Possible parser bug?

Question

Possible parser bug?

nweir127 opened this issue 5 years ago · comments

Hello,

I am testing out the dataset loader and am getting errors on particular training examples (not from the spider set):

self.text_to_instance(
                    utterance=ex['question'],     # 'how many problem logs are there out of the problems with the most staff'
                    db_id=ex['db_id'],  # tracking_software_problems
                    sql=query_tokens)  #  ['select', 'count', '(', '*', ')', 'from', 'problem_log', 'where', 'problem_log@problem_id', '=', '(', 'select', 'problems@problem_id', 'from', 'problems', 'where', 'problems@closure_authorised_by_staff_id', '=', '(', 'select', 'staff@staff_id', 'from', 'staff', 'group', 'by', 'staff@staff_id', 'order', 'by', 'count', '(', '*', ')', 'desc', 'limit', '1', ')', 'limit', '1', ')']
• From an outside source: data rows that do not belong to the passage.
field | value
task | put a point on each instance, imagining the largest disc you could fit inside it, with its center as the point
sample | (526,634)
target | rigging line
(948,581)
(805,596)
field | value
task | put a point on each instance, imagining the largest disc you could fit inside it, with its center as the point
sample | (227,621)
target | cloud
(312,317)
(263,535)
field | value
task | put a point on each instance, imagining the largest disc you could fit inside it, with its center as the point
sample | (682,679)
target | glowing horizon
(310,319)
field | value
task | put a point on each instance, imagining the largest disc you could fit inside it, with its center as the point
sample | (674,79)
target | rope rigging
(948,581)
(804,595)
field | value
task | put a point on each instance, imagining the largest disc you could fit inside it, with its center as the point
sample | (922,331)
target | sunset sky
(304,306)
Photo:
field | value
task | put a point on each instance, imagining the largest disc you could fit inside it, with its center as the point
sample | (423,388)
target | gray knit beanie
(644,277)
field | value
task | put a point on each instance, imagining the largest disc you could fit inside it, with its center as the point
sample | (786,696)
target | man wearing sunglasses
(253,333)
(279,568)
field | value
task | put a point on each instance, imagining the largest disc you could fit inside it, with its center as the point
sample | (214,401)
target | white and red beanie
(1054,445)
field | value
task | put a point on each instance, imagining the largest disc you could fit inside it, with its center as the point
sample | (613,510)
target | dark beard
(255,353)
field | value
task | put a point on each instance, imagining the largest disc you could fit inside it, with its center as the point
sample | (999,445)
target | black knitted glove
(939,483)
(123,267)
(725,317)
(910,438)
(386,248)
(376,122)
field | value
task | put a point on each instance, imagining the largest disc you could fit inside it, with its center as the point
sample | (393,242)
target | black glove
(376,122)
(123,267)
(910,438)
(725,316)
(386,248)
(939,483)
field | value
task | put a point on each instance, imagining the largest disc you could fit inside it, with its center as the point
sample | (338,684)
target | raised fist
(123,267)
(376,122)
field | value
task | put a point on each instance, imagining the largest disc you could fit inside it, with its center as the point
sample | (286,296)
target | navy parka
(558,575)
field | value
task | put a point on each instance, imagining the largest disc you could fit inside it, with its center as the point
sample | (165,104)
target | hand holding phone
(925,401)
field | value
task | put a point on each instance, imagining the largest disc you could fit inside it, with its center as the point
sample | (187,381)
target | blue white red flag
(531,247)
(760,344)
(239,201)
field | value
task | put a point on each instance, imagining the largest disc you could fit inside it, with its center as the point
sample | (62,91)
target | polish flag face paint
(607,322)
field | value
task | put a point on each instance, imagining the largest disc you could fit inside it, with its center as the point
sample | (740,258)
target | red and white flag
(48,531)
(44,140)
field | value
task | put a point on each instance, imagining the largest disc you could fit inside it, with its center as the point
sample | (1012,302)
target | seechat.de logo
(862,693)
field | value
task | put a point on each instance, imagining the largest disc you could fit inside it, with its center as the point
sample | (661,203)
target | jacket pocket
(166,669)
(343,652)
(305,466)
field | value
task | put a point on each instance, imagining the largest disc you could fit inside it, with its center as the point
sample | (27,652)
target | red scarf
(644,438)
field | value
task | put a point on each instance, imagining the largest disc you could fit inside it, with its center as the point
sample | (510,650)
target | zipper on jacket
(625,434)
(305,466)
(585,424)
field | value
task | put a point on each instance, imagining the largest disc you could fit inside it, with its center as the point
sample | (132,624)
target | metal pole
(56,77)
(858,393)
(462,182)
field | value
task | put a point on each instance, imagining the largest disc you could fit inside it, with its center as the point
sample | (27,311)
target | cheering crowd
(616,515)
I received the parser error Rule 'statement' matched in its entirety, but it didn't consume all the text. The non-matching portion of the text begins with '= ( select problems@' (line 1, column 66). -- does this imply that the parser doesn't accept nested queries of this form? The query does execute successfully against the database.

Ben Bogin · Answer 1 · Tue Oct 29 2019 00:18:35 GMT+0800 (China Standard Time)

The parser in general accepts nested queries, but the grammar was optimized mostly for the spider dataset. So it wouldn't be surprising if the grammar will need slight adjustments to fit other examples.

You can see the grammar in this file: https://github.com/benbogin/spider-schema-gnn-global/blob/master/semparse/contexts/spider_db_grammar.py

You can see that a where_clause is made of expressions (expr), and that each expr can also be a nested query (source_subq). Somewhere, your query doesn't perfectly fit this grammar. This is a bit tricky to debug, but the best way to start with is to remove a small bit of the query (probably should start from the sub-query) until the grammar is parsed - or the opposite way - start with a simple query and add small parts each time.

When you find what makes it fail, you could add/change the grammar rules accordingly.
Hope that helps.